Extract PCM audio stream for waveform
See original GitHub issueHeyya, I’m wanting to create a waveform based on a video selected by a user. We currently have this in iOS with the built in classes and it runs in about 0.33sec, however in our implementation on Android (non-LiTr) it is taking upwards of 11.41sec (it was 18.91sec before i added some threading into it 👀).
There appears to be a lack of info around how to do this efficiently on Android. I came across LiTr and was curious if its internal code is much better than mine and could be of more use.
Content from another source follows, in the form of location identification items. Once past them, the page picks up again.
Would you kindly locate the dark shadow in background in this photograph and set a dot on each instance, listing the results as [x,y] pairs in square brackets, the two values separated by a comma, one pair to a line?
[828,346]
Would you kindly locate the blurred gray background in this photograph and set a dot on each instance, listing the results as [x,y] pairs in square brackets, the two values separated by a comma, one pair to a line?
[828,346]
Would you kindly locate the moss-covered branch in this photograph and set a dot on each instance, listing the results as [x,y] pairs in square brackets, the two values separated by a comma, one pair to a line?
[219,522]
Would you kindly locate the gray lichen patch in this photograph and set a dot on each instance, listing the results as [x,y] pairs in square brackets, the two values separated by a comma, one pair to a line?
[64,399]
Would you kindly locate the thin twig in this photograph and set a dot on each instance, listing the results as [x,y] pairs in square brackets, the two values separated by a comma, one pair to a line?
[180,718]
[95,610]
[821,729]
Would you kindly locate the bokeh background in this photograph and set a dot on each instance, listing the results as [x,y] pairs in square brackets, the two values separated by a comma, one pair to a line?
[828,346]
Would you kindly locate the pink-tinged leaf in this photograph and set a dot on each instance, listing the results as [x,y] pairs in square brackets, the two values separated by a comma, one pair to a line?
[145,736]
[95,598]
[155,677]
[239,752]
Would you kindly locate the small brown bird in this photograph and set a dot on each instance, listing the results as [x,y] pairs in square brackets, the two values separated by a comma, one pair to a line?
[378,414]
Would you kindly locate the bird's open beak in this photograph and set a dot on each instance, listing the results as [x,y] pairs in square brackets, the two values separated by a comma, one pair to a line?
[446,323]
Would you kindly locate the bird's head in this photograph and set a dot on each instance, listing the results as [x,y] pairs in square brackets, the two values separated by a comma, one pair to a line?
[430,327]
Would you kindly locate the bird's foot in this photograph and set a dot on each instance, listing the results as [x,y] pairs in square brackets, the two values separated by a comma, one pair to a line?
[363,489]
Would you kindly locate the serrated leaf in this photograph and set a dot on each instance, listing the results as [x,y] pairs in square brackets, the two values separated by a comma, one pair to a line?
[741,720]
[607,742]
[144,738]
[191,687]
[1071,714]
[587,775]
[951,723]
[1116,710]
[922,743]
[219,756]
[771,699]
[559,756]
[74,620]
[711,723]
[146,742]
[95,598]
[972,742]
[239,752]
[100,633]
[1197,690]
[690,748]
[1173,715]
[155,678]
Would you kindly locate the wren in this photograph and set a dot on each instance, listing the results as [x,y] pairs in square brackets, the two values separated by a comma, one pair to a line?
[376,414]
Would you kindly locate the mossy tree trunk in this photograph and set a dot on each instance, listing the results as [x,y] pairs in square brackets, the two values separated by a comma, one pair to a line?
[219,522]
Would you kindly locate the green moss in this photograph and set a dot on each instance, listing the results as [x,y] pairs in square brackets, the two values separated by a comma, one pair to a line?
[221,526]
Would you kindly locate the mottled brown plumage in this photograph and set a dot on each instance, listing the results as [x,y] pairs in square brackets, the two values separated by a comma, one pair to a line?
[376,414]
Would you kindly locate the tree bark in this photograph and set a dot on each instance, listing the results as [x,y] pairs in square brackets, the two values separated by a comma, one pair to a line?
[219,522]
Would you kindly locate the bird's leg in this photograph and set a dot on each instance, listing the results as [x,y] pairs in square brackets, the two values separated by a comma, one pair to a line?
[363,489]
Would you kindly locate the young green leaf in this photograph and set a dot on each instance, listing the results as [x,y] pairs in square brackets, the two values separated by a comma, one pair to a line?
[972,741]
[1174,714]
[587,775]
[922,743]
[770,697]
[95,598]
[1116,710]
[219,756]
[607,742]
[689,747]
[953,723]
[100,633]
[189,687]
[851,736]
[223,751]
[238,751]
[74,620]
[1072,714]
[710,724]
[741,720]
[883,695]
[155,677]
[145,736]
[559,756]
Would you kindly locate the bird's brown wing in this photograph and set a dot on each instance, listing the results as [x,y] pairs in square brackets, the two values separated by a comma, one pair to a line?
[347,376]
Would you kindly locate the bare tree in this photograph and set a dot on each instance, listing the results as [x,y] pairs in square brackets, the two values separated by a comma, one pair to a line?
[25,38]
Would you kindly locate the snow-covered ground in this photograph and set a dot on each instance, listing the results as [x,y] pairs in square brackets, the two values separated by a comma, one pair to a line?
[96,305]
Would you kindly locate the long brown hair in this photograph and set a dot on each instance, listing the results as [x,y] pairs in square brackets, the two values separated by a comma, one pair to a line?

Some background into my current Android code. Current code is in Xamarin.Android. This means I am using C# for my code so some class/method names may appear slightly different. For this usecase though the performance issues I am seeing should not be related to not using vanilla Java+Android. In my current code I am using a MediaExtractor
+ MediaCodec
Decoder, selecting only the audio track and then in the OnInputBufferAvailable
queuing that input buffer on the MediaCodec
which then fires the OnOutputBufferAvailable
. From here I can get the output buffer and loop over it to extract the shorts for me to parse and create a waveform.
At this point I am not even 100% that what I have is the raw audio data or if its just AAC data (eitherway it generates a the same waveform, so… yay?). The iOS code works very differently. You tell it what output format you want, LinearPCM, 16bit, not as a float, one channel. And then it fires and I parse the result data in the exact same way.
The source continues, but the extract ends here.